The solution AND the problem.
Technical Information
Name Unity3D
Website http://www.unity3d.com
Rendering OpenGL 2.1*, OpenGL ES2.0*, DirectX 9, DirectX 11
Audio 2D and 3D
Physics Nvidia Physx
Editor Yes - Unity itself is the editor
Languages Boo**, C#, JavaScript
Target Platforms Linux, Windows, Mac, PlayStation 3, PlayStation Vita, Xbox 360, Wii U, Flash, HTML5

* = I'm not sure, I couldn't find any page that explicit state which version of OpenGL Unity uses. Since it use shaders it must be from version 2.1.
** = I never seen a script in this language, the others two are more common

About Unity3D
Ok bros. I began to write a long article describing Unity, it's strenght, it's weakness... but in truth we don't really care. You all know Unity. If not, go their website and learn something.
Let's skip to the juicy part:

First of all disclaimer: it's my personal opinion, also I'm referring to versions from 3.4 to 4.2. Think whatever you wish but I don't change idea: Unity sucks. And it's good. At the same time.

Thank you for nothing
The ideas behind Unity is fantastic: adding scripts quickly, creating prefabs, the shader system and the use of Mono allows you to create and prototype fast. But it is really like that?
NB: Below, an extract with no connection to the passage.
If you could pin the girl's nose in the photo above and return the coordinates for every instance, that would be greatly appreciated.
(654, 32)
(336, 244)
The Unity3D user interface.

The main problem is, always in my opinion, that every cool idea implemented in Unity is then left as is, mostly rotten.
The pathfinding is damn awesome! But it's static: you can't add or remove pieces of the nav-mesh at runtime. What if you want to add an obstacle to the nav-mesh? You can't. You can only define pre-created areas and turn them on or off but you can't dynamically add an obstacle (example: an explosion launch a rock on the ground on a random position and you want it to block the player).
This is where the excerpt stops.